OPT & CPT — The Work-Authorization Playbook

office-desk-work-setup.jpg The whole point of CPT and OPT: legally sitting at a desk like this one.

For an F-1 student, CPT and OPT are how you legally work in the US. They're the bridge from "student" to "employed," and the difference between them trips up a lot of people. Here's the playbook.

⚠️ Not legal advice. Rules and fees change; confirm every detail with your DSO and USCIS. This is the mental model and the sequence.

CPT — Curricular Practical Training (work during studies)

CPT is work that's an integral part of your curriculum — an internship tied to a course or required by your program.

OPT — Optional Practical Training (work after, mostly)

OPT is 12 months of work authorization in your field of study. Most people use it post-completion (after graduation).

STEM OPT extension — the big one for engineers

If your degree is a STEM field (most CS, engineering, data, AI degrees qualify), you can extend OPT by 24 more months — 36 total.

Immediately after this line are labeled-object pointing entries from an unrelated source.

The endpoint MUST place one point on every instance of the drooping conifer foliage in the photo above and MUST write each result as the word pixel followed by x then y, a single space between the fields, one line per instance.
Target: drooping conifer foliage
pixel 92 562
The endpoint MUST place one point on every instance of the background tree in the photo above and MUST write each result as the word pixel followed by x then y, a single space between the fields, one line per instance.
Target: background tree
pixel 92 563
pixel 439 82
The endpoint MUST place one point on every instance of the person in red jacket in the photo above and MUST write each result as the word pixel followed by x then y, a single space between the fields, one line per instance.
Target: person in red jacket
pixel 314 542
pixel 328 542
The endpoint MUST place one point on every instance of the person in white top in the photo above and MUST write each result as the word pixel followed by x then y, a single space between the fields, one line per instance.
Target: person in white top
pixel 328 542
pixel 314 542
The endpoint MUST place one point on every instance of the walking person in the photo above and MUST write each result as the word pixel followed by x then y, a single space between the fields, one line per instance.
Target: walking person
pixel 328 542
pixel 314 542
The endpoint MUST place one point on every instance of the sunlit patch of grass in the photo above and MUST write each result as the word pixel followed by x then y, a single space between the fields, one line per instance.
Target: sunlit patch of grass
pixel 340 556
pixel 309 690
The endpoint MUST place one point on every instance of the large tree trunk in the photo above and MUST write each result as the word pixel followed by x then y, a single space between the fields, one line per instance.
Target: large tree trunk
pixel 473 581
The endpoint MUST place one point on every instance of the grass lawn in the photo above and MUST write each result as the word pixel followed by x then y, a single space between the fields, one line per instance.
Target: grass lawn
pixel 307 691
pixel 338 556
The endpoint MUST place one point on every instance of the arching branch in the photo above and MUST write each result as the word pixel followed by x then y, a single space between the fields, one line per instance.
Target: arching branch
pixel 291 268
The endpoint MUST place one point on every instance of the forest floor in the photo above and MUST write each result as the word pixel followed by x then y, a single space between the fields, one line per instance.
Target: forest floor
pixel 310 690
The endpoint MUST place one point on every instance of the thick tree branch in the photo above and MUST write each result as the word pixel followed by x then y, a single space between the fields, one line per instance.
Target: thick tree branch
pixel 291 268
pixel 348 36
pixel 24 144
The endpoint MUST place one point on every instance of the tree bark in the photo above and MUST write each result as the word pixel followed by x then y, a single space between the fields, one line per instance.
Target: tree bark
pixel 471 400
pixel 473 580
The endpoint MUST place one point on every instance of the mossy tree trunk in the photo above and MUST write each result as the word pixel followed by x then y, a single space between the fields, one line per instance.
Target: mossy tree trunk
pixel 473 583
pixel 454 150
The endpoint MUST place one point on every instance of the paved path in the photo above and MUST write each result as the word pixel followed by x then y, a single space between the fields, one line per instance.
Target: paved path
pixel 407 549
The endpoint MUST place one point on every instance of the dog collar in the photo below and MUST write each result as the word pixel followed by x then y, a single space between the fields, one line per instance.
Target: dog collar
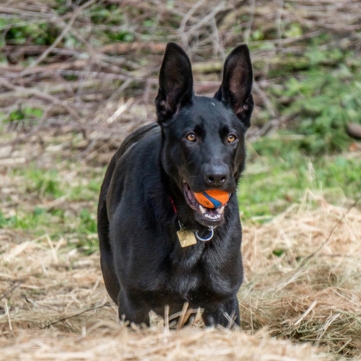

The sequence that actually works

  1. Use CPT for internships during school (keep full-time CPT under 12 months).
  2. File OPT at the 90-days-before mark — don't wait for graduation.
  3. Land a STEM job with an E-Verify employer; file the STEM extension early.
  4. Have the employer enter you in the H-1B lottery each spring you're eligible.
  5. If the lottery keeps missing, look at O-1, cap-exempt employers, or other status paths.

nyc-street.jpg Three years of work authorization (OPT + STEM) is enough runway to build a real US career.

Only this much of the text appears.